Protokoll der Sitzung vom 14.12.2010

(Beifall bei der SPD)

Danke schön, Herr Kollege. Als Nächster hat das Wort Herr Kollege Florian Streibl. Bitte schön, Herr Streibl.

Sehr geehrter Herr Präsident, sehr geehrte Kolleginnen und Kollegen! Als Abgeordneter, der im Landkreis Garmisch-Partenkirchen

wohnt, fühle ich mich natürlich auch herausgefordert, hier zu reden und auf die Chancen von Olympischen Winterspielen hinzuweisen.

(Dr. Sepp Dürr (GRÜNE): Wie ist es in Oberammergau?)

In Oberammergau, mein lieber Kollege von den GRÜNEN, hat Ihre Fraktion Veranstaltungen durchgeführt, in denen Sie sich zu Totengräbern der Region aufgespielt haben. Das ist wahrlich kein Ruhmesblatt für Ihre Partei.
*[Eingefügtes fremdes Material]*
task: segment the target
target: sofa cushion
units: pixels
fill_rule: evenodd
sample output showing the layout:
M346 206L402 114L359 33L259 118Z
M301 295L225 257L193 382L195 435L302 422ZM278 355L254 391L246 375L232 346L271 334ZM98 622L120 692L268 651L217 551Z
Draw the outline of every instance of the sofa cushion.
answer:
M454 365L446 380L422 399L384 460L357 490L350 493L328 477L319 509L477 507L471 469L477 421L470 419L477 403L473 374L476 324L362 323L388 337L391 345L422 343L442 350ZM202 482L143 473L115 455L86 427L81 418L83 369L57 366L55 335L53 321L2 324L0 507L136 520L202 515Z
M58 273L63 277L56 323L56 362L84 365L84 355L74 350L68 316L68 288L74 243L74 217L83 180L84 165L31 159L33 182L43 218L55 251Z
(Beifall bei den Freien Wählern, der CSU und der FDP - Zuruf des Abgeordneten Dr. Sepp Dürr (GRÜNE) - Unruhe - Glocke des Präsidenten)

Es sollte schon so sein, dass man hier versucht, die Diskussion sachlich zu führen, ohne irrationale Ängste zu schüren und Argumente zu bringen, die die Leute verunsichern und verwirren. Man kann eigentlich in der Olympiabewerbung nur Positives sehen, wenn man sie richtig anpackt. Eine Fundamentalverweigerung, wie sie von manchen hier geübt wird, ist kein verantwortlicher Umgang. Ein Neinsagen ist nicht verantwortlich, sondern das ist letztlich dumm.
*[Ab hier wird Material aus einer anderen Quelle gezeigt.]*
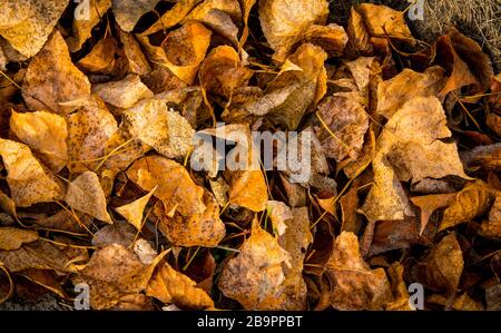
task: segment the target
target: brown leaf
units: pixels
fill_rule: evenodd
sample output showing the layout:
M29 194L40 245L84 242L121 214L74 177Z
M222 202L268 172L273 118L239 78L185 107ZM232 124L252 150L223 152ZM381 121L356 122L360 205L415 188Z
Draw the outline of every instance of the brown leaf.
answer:
M233 96L236 88L247 86L253 71L242 66L240 58L234 48L222 46L210 51L202 62L198 76L200 85L207 92Z
M0 249L18 249L24 243L31 243L38 239L38 233L35 231L24 231L12 227L0 227Z
M318 106L318 116L323 124L315 127L315 133L325 155L337 161L346 157L356 160L369 129L369 116L364 107L356 100L332 96Z
M10 128L20 141L41 155L52 172L59 173L66 166L68 129L65 118L46 111L12 111Z
M355 234L342 232L327 272L334 281L331 304L337 310L382 310L393 301L383 268L371 270L360 254Z
M101 17L106 14L111 7L111 0L89 0L88 17L73 20L73 37L68 39L68 47L71 52L79 51L87 39L92 35L92 28L99 23Z
M169 264L160 264L146 287L146 294L166 304L204 310L213 308L210 296L197 287L197 284L188 276L175 271Z
M106 209L106 197L101 184L92 172L86 172L70 183L65 200L76 210L112 223Z
M31 58L43 47L67 6L60 0L3 1L0 36Z
M149 192L158 186L154 196L164 203L167 214L177 210L188 217L203 214L206 209L204 188L196 185L188 172L174 160L147 156L136 160L127 170L127 176L144 190Z
M173 30L163 41L166 59L163 66L187 85L193 84L210 43L210 30L198 22L187 22Z
M0 139L0 155L8 173L7 183L17 206L28 207L61 197L61 186L45 170L28 146Z
M157 187L155 187L147 195L138 198L137 200L134 200L130 204L117 207L117 208L115 208L115 210L117 210L121 216L124 216L128 223L130 223L138 231L140 231L143 227L143 213L156 189L157 189Z
M90 96L87 77L71 62L68 46L56 30L43 49L31 60L22 84L22 96L30 109L47 109L65 115Z
M325 0L264 0L259 1L259 21L263 33L275 50L274 59L284 61L291 48L313 25L325 23L328 3Z
M189 217L179 213L170 217L168 212L159 209L159 231L177 246L217 246L226 235L225 224L219 218L219 206L208 192L204 192L204 204L206 208L203 213ZM158 206L156 208L158 209Z
M131 108L141 99L154 96L137 75L128 75L120 81L95 85L92 92L105 102L121 109Z
M465 186L454 195L450 206L444 210L440 231L472 221L487 213L494 197L494 192L481 180Z
M276 238L253 222L252 235L229 259L219 276L219 290L246 310L269 310L269 300L283 292L283 266L291 256Z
Man sollte einfach sehen, was in dieser Region los ist und wie man diese Region stützen und fördern kann. Man muss sehen, dass man hier in einer Gesamtverantwortung steht. Sich einfach auszuklinken, ist nicht angebracht.

Im Grunde wollte ich eher zu einer gewissen Besonnenheit aufrufen.
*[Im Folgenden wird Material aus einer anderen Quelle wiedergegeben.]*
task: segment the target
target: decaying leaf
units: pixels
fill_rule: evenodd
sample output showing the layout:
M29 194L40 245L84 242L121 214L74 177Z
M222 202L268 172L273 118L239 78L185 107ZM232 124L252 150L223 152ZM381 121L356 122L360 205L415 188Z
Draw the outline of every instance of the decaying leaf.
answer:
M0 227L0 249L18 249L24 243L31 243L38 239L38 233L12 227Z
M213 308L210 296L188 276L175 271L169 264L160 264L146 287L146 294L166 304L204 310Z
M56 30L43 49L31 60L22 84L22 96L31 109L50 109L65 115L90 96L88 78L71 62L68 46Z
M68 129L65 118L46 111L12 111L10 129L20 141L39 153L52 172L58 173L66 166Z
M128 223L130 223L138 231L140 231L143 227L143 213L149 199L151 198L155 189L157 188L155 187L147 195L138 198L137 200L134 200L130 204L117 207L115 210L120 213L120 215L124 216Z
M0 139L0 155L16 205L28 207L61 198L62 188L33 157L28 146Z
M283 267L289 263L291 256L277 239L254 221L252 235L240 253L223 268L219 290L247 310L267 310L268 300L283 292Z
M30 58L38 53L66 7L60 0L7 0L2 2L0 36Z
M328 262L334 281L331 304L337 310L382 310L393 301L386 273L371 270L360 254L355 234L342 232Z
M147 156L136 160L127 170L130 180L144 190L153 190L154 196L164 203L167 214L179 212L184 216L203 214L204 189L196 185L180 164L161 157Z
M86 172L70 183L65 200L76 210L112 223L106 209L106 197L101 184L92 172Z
(Thomas Mütze (GRÜNE): Da wird es Zeit!)

Wir leben in einer weltweiten Gesamtkultur. Sportliche Veranstaltungen führen letztlich zu einem psychischen Gleichgewicht beim Einzelnen, aber auch in einer Gesellschaft, auch in einer Weltgesellschaft. Die geschwisterlichen Beziehungen zwischen Menschen und Lebensverhältnissen sowie zwischen Nationen und Mentalitäten werden dadurch gefördert und gestützt. Wir sollten erkennen, dass wir in der einen Welt leben. Wir müssen unsere Verantwortung wahrnehmen und schauen, wie eine Weltsolidarität gefördert wird, nämlich gerade durch solche Veranstaltungen, die weltweit Geltung und Achtung genießen. Insofern würde ich sogar von einem Gemeingut Olympische Spiele sprechen, das zu fördern und zu unterstützen ist.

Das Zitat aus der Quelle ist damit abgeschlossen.